Once more.. it is me. 🙂

So Let’s go…

With the assistance of marginal regulation talked about in my earlier reply, we will progress.

The apparent place to begin is …

E12-G13 the place an L-tromino is confirmed.

Then if we transfer to the highest proper cell

we see that no triangle suits there. And since K1 additionally needs to be empty, so is L1. It is an I-tromino then! We are able to fill some cells.


Now let’s do that.


If this occurs, H1 and G2 shall be empty cells, however then it causes a tetromino. Thus it reveals that H1 needs to be stuffed.
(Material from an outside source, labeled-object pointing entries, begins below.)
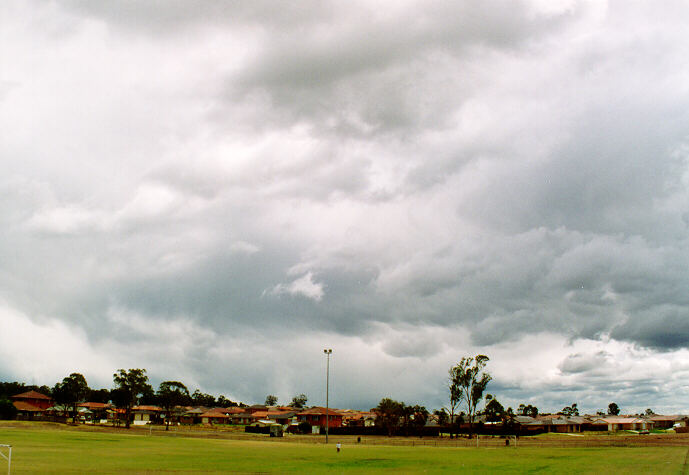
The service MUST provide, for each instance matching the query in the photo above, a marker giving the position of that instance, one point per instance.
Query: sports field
(41, 448)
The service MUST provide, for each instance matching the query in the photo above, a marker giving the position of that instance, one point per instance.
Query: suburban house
(215, 416)
(615, 423)
(554, 423)
(146, 414)
(97, 410)
(351, 418)
(316, 416)
(31, 404)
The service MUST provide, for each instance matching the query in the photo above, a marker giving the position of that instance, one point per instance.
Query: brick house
(31, 404)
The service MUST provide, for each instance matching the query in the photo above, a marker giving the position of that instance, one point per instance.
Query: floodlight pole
(327, 352)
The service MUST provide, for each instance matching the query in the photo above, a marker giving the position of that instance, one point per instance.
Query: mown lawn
(73, 450)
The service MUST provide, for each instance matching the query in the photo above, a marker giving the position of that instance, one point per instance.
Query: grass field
(41, 448)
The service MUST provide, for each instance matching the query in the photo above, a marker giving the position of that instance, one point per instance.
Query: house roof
(30, 395)
(665, 418)
(281, 414)
(147, 408)
(26, 407)
(215, 414)
(94, 405)
(622, 420)
(315, 411)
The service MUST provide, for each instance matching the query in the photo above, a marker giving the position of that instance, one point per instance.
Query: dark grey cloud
(187, 182)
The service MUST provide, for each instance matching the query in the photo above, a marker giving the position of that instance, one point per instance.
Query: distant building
(31, 404)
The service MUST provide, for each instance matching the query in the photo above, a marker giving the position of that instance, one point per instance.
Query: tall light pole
(327, 352)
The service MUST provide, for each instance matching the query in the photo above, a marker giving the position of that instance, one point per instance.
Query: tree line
(131, 388)
(467, 384)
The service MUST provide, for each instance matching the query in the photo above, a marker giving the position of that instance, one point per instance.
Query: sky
(216, 191)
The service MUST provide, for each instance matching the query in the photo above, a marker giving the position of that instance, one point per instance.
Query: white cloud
(304, 286)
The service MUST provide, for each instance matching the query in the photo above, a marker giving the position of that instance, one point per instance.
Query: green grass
(61, 449)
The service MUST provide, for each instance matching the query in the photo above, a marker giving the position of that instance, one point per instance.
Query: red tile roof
(215, 414)
(320, 411)
(146, 408)
(31, 395)
(26, 407)
(94, 405)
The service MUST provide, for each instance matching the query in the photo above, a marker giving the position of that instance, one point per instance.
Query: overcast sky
(217, 191)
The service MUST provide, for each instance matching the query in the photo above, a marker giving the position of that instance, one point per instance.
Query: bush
(7, 410)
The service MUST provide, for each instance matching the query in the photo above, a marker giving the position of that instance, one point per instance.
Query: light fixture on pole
(327, 352)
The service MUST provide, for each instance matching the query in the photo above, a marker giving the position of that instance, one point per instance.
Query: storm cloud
(216, 191)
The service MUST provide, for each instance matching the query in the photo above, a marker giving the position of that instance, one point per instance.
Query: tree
(224, 402)
(170, 395)
(130, 385)
(529, 410)
(494, 411)
(7, 409)
(388, 414)
(202, 399)
(418, 417)
(299, 401)
(613, 409)
(441, 415)
(99, 395)
(508, 419)
(468, 381)
(71, 391)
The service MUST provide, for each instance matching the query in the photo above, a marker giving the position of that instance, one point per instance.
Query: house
(146, 414)
(555, 423)
(615, 423)
(282, 417)
(317, 416)
(193, 415)
(243, 418)
(352, 418)
(214, 417)
(98, 410)
(667, 422)
(31, 404)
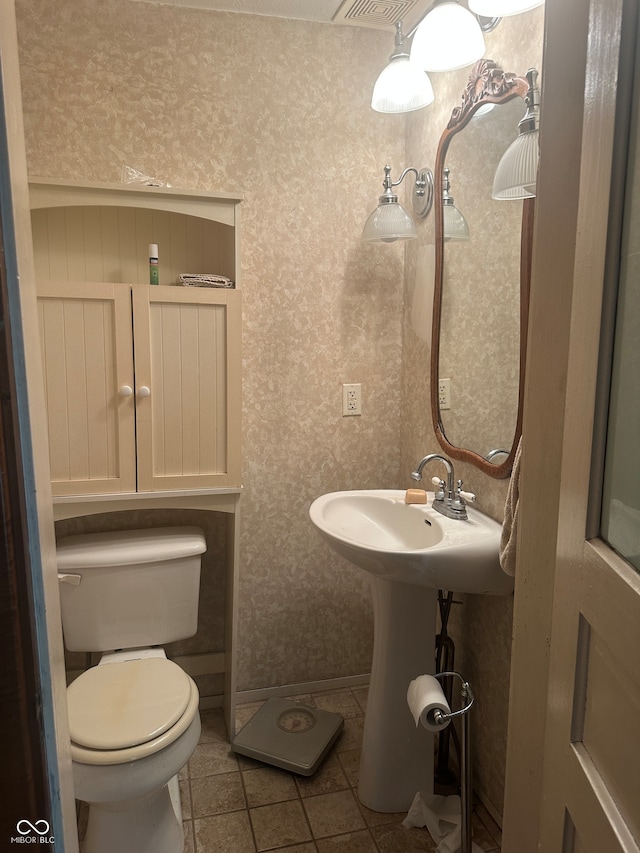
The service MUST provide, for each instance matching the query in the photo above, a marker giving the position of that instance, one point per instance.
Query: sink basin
(412, 543)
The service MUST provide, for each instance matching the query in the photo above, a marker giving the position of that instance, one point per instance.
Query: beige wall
(280, 111)
(482, 627)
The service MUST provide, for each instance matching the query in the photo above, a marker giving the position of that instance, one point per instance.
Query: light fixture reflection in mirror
(401, 87)
(448, 38)
(454, 225)
(502, 8)
(390, 221)
(517, 171)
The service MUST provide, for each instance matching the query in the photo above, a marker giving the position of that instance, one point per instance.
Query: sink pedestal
(397, 757)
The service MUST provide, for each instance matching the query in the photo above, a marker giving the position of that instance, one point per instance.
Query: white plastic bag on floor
(442, 817)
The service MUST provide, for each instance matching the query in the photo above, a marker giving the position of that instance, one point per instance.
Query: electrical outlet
(444, 394)
(351, 400)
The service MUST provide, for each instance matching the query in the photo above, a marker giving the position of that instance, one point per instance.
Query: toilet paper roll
(424, 697)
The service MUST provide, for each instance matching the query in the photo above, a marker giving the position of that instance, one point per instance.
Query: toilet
(133, 718)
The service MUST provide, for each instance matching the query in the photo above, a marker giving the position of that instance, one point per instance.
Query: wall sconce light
(448, 38)
(517, 171)
(454, 225)
(402, 86)
(502, 8)
(390, 221)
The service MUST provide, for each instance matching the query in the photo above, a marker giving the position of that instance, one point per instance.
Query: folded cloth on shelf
(510, 523)
(204, 280)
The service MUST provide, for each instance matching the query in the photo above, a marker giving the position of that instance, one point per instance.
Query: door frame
(36, 563)
(579, 87)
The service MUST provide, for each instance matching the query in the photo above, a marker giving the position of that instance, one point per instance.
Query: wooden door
(87, 354)
(187, 357)
(573, 773)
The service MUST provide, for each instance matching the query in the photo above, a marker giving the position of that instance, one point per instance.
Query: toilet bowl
(133, 718)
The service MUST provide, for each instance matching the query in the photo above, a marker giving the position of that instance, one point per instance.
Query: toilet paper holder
(466, 780)
(466, 695)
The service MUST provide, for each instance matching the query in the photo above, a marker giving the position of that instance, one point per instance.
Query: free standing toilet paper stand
(441, 718)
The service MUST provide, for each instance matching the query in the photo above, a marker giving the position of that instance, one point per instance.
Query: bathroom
(222, 101)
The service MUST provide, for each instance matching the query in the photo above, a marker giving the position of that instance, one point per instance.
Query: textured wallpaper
(279, 110)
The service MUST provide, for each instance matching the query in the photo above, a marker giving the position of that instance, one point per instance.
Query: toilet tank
(129, 588)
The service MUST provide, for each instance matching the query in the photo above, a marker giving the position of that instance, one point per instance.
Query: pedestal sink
(410, 551)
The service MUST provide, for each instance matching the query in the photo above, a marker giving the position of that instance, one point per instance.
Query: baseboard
(243, 697)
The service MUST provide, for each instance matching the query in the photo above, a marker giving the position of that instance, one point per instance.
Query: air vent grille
(380, 14)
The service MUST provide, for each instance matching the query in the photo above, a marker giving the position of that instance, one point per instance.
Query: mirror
(481, 292)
We are able to discover that J3

is presently surrounded on three sides, due to this fact it should even be an empty cell (keep in mind this logic). It says that the adjoining cell additionally needs to be empty. Therefore we will full one other L-tromino (proven above).

Logic reveals that,

J3 can not lengthen to an I-piece (Trace: think about K5). It should be part of an L-piece. So H4 is cleared.

Additionally we will discover that if M6 is stuffed with a triangle,

we’ll get misplaced in an O-shape, which isn’t a tromino. Thus it’s empty together with the cell beneath it.


Now think about the area I6-L8.

It could possibly comprise an L-tromino, and there are two possibilies. We are able to attempt them out



Now we see the vacancy of

I7, together with its companion H7.

Then we will fill G7.

with a prediction on F6.

After which G8 too.


Now we will full our very first step noting that there’s just one risk for F11. It’s..


Then we will nearly fully fill the correct half of the grid.

I’m not going to clarify it, because it consists easy logical and trial and error strategies.


Then, the underside left half.

We are able to additionally fill this by easy chasing.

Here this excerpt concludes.